The Economic Recovery Zones, implemented in late 2019 in Dorian’s aftermath, provide businesses and homeowners in the storm-ravaged areas with a variety of tax breaks and concessions. VAT, import duty and Excise Tax has been eliminated on construction materials and all other physical goods sold and brought into the zones, while discounts have also been provided on real property tax and other real estate-related taxes provided certain conditions are met.
The government also removed VAT from construction services, and has already extended the zones' life once beyond their initial end-June expiry. Mr Turnquest, in presenting the 2021-2022 Budget, said tax relief "on building materials only" would be extended further to June 30, 2021.
Mr Hutton, though, yesterday argued that this definition should be expanded slightly to include furniture, homeware and all materials and appliances employed in fitting out a home. "I think a one or two year extension would be excellent, but it has to be targeted because we understand that government also needs the revenue," he told Tribune Business.
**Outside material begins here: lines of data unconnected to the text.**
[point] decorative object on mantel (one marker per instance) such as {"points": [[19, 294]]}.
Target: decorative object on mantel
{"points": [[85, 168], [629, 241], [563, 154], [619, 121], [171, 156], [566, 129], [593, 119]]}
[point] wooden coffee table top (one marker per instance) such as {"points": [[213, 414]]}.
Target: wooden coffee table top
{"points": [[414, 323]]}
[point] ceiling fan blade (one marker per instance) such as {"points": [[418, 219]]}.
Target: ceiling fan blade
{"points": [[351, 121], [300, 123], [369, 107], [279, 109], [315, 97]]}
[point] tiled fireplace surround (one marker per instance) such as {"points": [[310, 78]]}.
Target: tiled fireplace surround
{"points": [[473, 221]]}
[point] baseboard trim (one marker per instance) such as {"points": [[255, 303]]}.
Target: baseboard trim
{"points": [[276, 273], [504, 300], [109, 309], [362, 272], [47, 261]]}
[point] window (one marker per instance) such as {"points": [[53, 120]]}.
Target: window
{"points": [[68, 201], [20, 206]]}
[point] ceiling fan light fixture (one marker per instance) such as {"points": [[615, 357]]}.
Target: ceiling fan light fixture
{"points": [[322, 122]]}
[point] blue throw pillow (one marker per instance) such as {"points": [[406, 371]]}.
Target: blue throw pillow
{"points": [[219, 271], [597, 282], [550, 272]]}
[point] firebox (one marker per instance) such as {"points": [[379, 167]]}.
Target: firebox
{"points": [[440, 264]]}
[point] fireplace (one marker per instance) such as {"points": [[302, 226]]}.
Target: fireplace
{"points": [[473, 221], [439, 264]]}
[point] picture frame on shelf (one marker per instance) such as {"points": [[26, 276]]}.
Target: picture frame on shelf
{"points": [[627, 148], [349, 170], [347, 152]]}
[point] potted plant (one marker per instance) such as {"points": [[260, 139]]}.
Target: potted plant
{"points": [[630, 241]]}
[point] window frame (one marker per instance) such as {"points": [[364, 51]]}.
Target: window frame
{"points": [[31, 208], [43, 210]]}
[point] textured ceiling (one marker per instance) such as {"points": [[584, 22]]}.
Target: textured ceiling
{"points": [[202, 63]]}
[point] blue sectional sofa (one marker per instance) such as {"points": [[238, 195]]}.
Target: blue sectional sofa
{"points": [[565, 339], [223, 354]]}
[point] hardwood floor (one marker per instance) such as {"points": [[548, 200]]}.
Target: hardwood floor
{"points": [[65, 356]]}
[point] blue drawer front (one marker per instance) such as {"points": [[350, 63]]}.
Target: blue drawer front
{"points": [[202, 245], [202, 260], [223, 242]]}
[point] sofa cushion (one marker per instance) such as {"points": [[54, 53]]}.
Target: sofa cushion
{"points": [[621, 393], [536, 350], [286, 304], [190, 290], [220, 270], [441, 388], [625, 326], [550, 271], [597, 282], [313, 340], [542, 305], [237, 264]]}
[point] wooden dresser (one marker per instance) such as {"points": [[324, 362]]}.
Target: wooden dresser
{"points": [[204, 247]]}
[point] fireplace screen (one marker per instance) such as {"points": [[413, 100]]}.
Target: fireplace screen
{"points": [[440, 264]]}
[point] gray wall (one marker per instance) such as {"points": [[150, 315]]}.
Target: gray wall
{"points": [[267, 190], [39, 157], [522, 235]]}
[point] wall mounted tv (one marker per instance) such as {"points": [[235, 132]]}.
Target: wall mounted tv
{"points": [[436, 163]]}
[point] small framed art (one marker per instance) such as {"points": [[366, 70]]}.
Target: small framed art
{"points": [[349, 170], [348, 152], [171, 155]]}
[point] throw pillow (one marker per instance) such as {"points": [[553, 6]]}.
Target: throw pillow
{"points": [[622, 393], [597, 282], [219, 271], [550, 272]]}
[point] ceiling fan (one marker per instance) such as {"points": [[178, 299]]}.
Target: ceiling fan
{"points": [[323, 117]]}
While COVID-19 lockdowns and restrictions have dampened the impact made by these incentives, the Abaco Chamber chief added: "The concessions being given are truly for development, not freebies. The main thing is that we'll be able to get our properties back up and going, not only in terms of being able to live here but generate some revenue for the local economy.
"The biggest thing for the next couple of years is to eliminate VAT on these things. We're not asking for everything to remain duty and VAT-free; just anything related to construction, renovation and rebuilding. I think that if that happens the Government will be surprised by how quickly the economy comes roaring back."
Voicing optimism that the private sector and Ministry of Finance will be able to develop an incentive framework that satisfies the needs of all parties, Mr Hutton said this was critical to preventing Abaco's rebuilding from being "dragged out even longer" notwithstanding The Bahamas' fiscal position. He added that the Government was being asked to trade-off short-term revenues for longer-term gains.
Mr LaRoda said the Grand Bahama Chamber has yet to approach the Ministry of Finance on the issue, but said: "We don't anticipate any long period for the Government to extend it. We will be looking to get an extension to June next year but we haven't approached then Government on it yet
"Lockdowns and restrictions on travel have made it difficult to get things done. To get a business back up and running, some folks have been relying on technicians from offshore to repair equipment. The movement in terms of getting things to the island, some of that has been limited due to the restrictions on travel.
"Just running around the island and talking to some of the small business operators, it's [the extension] something that's really needed to assist the recovery effort. A lot of folks are still struggling. It's not going to be over by December's end. They need to see the benefits of these Special Economic Recovery Zones going into next year. We couldn't get much done in 2020 at all. We look forward to getting the extension."
Mr Turnquest, meanwhile, said he and the Ministry of Finance planned to meet with the Abaco Chamber to "start to understand their concerns". He added the tax relief on building materials, which lasts until mid-2021 while all other exemptions expire, should be "sufficient time for most persons to have started their reconstruction".
"We will evaluate that position, and whether we need to extend it," Mr Turnquest said of the Special Economic Recovery Zones. "The overriding objective of the exemption is to encourage people to start rebuilding. We do not intend or expect to carry these incentives for ever."